Interpretation of Brain Morphology in Association to Alzheimer's Disease Dementia Classification Using Graph Convolutional Networks on Triangulated Meshes
Emanuel A. Azcona, Pierre Besson, Yunan Wu, Arjun Punjabi, Adam, Martersteck, Amil Dravid, Todd B. Parrish, S. Kathleen Bandt, Aggelos K., Katsaggelos

TL;DR
This paper introduces a graph convolutional network approach using brain surface meshes to classify Alzheimer's disease with high accuracy and provides visual interpretability of brain regions involved.
Contribution
It presents a novel residual graph convolutional framework that reduces parameters and enhances interpretability for Alzheimer's classification using cortical and subcortical surface data.
Findings
Achieved 96.35% accuracy in classifying Alzheimer's vs. healthy controls.
Provided visual maps highlighting brain regions linked to Alzheimer's pathology.

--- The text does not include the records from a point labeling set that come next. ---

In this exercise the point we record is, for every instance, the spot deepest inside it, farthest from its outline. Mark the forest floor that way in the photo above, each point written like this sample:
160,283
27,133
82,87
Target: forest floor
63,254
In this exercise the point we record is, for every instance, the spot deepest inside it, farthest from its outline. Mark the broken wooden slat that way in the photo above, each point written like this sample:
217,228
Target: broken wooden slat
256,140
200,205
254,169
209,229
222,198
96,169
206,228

Validated model performance through extensive cross-validation.
Abstract
We propose a mesh-based technique to aid in the classification of Alzheimer's disease dementia (ADD) using mesh representations of the cortex and subcortical structures. Deep learning methods for classification tasks that utilize structural neuroimaging often require extensive learning parameters to optimize. Frequently, these approaches for automated medical diagnosis also lack visual interpretability for areas in the brain involved in making a diagnosis. This work: (a) analyzes brain shape using surface information of the cortex and subcortical structures, (b) proposes a residual learning framework for state-of-the-art graph convolutional networks which offer a significant reduction in learnable parameters, and (c) offers visual interpretability of the network via class-specific gradient information that localizes important regions of interest in our inputs. With our proposed method…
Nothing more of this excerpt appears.